I've done some looking in various forums and I'm still confused on the best way to get the right working version of CWM on my Showcase running 2.2.1 EE25. :_con:

I tried installing from the market and choosing the option for Fascinate in the app, but it just goes to the stock recovery and gives me an error when it attempts to reboot into CWM. From what I've seen in the forums the answer appears to be to load a version via ODIN.


Can someone point me to version/instructions that are confirmed to work with Showcase?
What's the deal with blue vs. red recovery?

I'm not running Voodoo. Only customization I have is the EE25 with the extra partitions from phidelt82 and I'm rooted.

My main purpose is to have the ability to do full backup/restore from recovery. Maybe then I'll feel comfortable enough to play a bit more.

THANKS GUYS!


----------



## _josh__ (Jun 13, 2011)

Rom manager from market does not work with our phones as far as I know. You will need to Odin a recovery. Maybe someone will chime in with a link for you.

sent from my cs showcase


----------



## BubbaKush (Jul 7, 2011)

http://forum.xda-developers.com/showthread.php?t=1116424

At the bottom of the OP there are 2 cwm3 links, one flash using Odin and one for cwm. I think prefer using Odin, your call


----------



## jessfest (Jul 5, 2011)

Take a look at phidelt's post here:
http://forum.xda-developers.com/showthread.php?t=1026893
He explains it much better than I ever could...

As far as red cwmr, I think that's typically referring to v2.5.1 which can flash both the old amend and the newer edify script... just about everything is edify now but sometimes you come across amend stuff...

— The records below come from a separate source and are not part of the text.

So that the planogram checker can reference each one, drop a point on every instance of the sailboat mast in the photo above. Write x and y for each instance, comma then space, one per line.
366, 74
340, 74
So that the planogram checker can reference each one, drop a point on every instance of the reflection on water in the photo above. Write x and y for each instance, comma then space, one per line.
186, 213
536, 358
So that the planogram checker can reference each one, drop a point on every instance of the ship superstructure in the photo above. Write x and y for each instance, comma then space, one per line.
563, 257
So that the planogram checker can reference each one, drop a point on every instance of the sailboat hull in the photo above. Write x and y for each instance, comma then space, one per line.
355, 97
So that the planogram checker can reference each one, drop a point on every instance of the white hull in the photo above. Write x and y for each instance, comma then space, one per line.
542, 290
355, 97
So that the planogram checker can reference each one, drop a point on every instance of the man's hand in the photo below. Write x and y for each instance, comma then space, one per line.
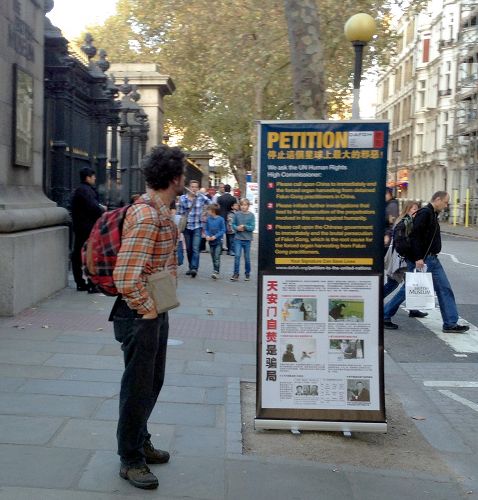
150, 315
420, 264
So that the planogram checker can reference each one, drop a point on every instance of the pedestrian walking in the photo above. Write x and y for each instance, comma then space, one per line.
148, 245
85, 211
391, 215
243, 225
425, 240
229, 230
193, 203
225, 202
214, 229
396, 266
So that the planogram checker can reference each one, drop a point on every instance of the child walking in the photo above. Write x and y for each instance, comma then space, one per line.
229, 230
243, 224
214, 229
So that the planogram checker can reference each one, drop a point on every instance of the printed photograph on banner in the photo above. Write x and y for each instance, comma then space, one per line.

Blue, I'm assuming is v3.?.?... or possibly stock recovery? I thought it was green tho. I haven't had much experience with cwmr v3. I do know it only uses edify scripting. The version I did try (times_infinity I think) wouldn't let me run a nandroid backup... so I went back to v2.5.1.
You can find all of these and a bunch of other stuff in the link that's in phi's post.

Some cwmr's come in different colors for the same version... like times_infinity's. His v3 cwmr comes in red, blue and purple... so classifying them by color gets confusing.

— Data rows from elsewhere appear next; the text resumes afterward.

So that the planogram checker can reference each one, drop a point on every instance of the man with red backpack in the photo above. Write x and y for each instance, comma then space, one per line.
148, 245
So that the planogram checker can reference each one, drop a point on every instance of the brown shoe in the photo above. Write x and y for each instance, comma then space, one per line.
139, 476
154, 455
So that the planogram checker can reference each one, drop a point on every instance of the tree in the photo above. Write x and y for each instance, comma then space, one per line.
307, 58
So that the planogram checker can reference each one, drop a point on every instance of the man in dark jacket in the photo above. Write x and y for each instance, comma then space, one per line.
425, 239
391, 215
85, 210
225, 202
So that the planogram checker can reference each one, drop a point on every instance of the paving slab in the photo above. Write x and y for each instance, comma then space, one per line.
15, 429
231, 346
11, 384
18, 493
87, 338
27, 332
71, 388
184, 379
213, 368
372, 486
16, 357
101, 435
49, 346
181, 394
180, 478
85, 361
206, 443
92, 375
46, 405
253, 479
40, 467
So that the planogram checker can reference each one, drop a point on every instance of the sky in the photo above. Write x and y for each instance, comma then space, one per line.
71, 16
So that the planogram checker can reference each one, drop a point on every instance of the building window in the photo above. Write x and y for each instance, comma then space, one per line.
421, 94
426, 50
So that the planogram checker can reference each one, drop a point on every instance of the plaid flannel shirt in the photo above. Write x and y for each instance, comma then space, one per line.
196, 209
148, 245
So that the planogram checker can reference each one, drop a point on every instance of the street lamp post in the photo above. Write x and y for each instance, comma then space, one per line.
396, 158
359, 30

Most cwmr's flash through another cwmr (*.zip files)... but there several you can flash through Odin (*.tar files)... such as cwm-recovery-all.tar ...it's a red v2.5... this is what I'm using now on EE25 with really no issues. It's also located in the link in pdelt's post.

Hope this helps!!

Tapatalked from my Showcase


----------



## fastlerner (Jul 8, 2011)

Thanks! I ended up snagging the red one from here http://forum.xda-developers.com/showthread.php?t=942021 which was linked off of Phidelt's XDA post. Loaded with ODIN no problems and seems to be working. Ran a full backup first thing.


----------